The Museo MAGI ‘900 is a private museum in Pieve di Cento, Emilia-Romagna, Italy.

== Description ==
=== History ===
The Museo MAGI '900 was founded by an entrepreneur and contemporary art collector Giulio Bargellini, who in 2000 decided to open a space where he could share his passions with the general public.

The museum displays over 2,000 works of contemporary art distributed throughout 9000 m2 and it is housed in a singular building – formerly a barn silo of the 1930s. Thanks to a project of the architect Giuseppe Davanzo, the silo was converted into a museum, to which two new exhibition spaces and a large garden dedicated to sculpture were added later on.

=== The Collection ===
The vast and diverse collection takes visitors on a journey through Italian and international art of the last century.

Bargellini's personal taste and connections with artists brought on the constitution of a wide permanent collection, which includes works from many movements; including the Belle Époque, sculptures by Giorgio de Chirico, the Maestri Storici del Novecento and hundreds of miniature paintings of the Collezione Minima 8x10 which once belonged to Cesare Zavattini.

The Museo MAGI ‘900 hosts numerous well-known and historicized artists as well as less-known ones, in an exhibition space separated into thematic sections.
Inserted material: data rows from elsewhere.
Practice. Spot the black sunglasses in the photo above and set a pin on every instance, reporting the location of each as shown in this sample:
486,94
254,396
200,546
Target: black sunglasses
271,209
Among the artists whose works appear in the museum are:
| * Donald Baechler * Massimo Baistrocchi * Afro Basaldella * Renato Birolli * Giovanni Boldini * Aroldo Bonzagni * Alberto Burri * Massimo Campigli * Giuseppe Capogrossi * Carlo Carrà * Felice Casorati * Bruno Cassinari * Antonio Corpora | * Claudio Costa * Giorgio de Chirico * Raffaele De Grada * Fortunato Depero * Gerardo Dottori * Lucio Fontana * Franco Gentilini * Giuseppe Guerreschi * Virgilio Guidi * Renato Guttuso * Damien Hirst * Paul Jenkins * Carlo Levi | * Sol LeWitt * Antonio Ligabue * Leo Lionni * Mario Mafai * Alberto Magnelli * Esther Mahlangu * Francesco Menzio * Amedeo Modigliani * Ennio Morlotti * Dennis Oppenheim * Fausto Pirandello * Arnaldo Pomodoro * Giò Pomodoro | * Enrico Prampolini * Aligi Sassu * Alberto Savinio * Emilio Scanavino * Gino Severini * Mario Sironi * Philip Taaffe * Mario Tozzi * Emilio Vedova * Renato Vernizzi * Tom Wesselmann * Zoran Music |

=== Services ===
The permanent and the temporary collections can be visited by paying an entrance fee except for the OPEN BOX space, where there are always exhibitions and cultural events available for free. The museum organizes individual, thematic or personalized guided tours and offers laboratories for children as well as workshops for adults, which aim at making the participants understand art.
The education department MAGICOMAGI offers a wide range of activities, from laboratories to animated visits for schools.